Cette femme s'appelait Louise Fusil, nom prédestiné qui semblait par avance la vouer aux vicissitudes des combats. Et, de fait, à lire son histoire, on croirait qu'une fatalité singulière a pris plaisir à la mêler aux faits historiques les plus considérables et les plus sanglants de son époque.
Nièce de Mme de Saint-Huberty, l'une des plus célèbres cantatrices du dix-huitième siècle, Louise Fusil était entrée jeune encore au théâtre. Le fameux compositeur Piccini, le rival de Glück, avait pris soin de son éducation musicales. Elle chantait à ravir. A dix-huit ans on la trouve engagée au Théâtre des Élèves de l'Opéra, où elle joue l'opéra-bouffe. Puis, abandonnant quelque temps le chant, elle passe à la Comédie-Française, où elle joue des petites rôles.

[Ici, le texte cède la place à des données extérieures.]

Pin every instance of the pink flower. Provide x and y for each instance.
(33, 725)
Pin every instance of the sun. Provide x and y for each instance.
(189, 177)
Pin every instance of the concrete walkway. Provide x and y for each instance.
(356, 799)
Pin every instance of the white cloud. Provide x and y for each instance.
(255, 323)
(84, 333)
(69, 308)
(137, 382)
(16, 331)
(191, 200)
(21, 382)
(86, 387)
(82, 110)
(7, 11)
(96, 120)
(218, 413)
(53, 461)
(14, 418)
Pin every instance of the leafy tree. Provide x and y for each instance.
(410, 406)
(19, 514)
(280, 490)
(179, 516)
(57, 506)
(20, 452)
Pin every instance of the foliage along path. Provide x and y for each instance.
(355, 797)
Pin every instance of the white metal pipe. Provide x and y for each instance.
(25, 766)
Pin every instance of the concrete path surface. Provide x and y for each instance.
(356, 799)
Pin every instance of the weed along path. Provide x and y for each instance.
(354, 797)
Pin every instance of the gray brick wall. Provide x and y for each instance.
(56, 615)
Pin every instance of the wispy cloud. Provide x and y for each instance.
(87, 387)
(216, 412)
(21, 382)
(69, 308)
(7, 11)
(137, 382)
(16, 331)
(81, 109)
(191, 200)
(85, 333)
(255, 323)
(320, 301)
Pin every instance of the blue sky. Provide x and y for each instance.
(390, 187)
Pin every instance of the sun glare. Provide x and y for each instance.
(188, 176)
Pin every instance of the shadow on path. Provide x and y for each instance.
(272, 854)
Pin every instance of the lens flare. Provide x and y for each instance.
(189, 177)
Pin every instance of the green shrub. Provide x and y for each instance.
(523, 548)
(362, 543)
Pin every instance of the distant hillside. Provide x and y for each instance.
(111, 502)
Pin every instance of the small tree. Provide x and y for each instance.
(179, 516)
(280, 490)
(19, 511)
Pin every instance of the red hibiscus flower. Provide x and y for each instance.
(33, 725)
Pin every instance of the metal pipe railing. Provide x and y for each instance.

Mais le désir d'occuper un emploi plus important au théâtre la fait partir en province. Elle trouve un engagement à Lille pour des concerts. Or, à peine est-elle arrivée dans la métropole flamande que la guerre précipite sur la frontière une armée autrichienne qui vient mettre le siège devant la ville. « Mon génie malfaisant, constate-t-elle, me conduisait toujours là où il y avait des dangers à courir. »
Elle passe a Lille toute la durée du siège, puis la ville délivrée, se rend à Boulogne-sur-Mer chez des Anglais de ses amis. Et voilà qu'un beau jour arrive dans cette ville Joseph Lebon, le farouche proconsul d'Arras qui ordonne l'arrestation de tous les étrangers. Louise Fusil est jetée en prison avec la dame anglaise chez laquelle elle se trouve.
On reconnaît plus tard la méprise et Lebon la fait remettre en liberté, mais à la condition qu'elle viendra le soir-même assister à un bal qu'il donne aux sans-culottes ses amis.
Force fut à l'actrice d'y paraître et de danser avec le tyran de l'Artois. Ce ne fut pas de toutes ses épreuves, la moins pénible. « Plus d'une dame, écrit-elle, m'envia l'honneur de danser avec le représentant et, cependant, je leur aurais cédé volontiers cette faveur. »
Après de telles vicissitudes, la jeune chanteuse eût pu espérer que la suite de sa carrière serait moins périlleuse et moins agitée.
Ce n'était rien, cependant, auprès de ce que lui réservait l'avenir.

***
Je passe sur les vingt années qui séparent le règne de la Terreur de la campagne tragique où devait périr la Grande Armée.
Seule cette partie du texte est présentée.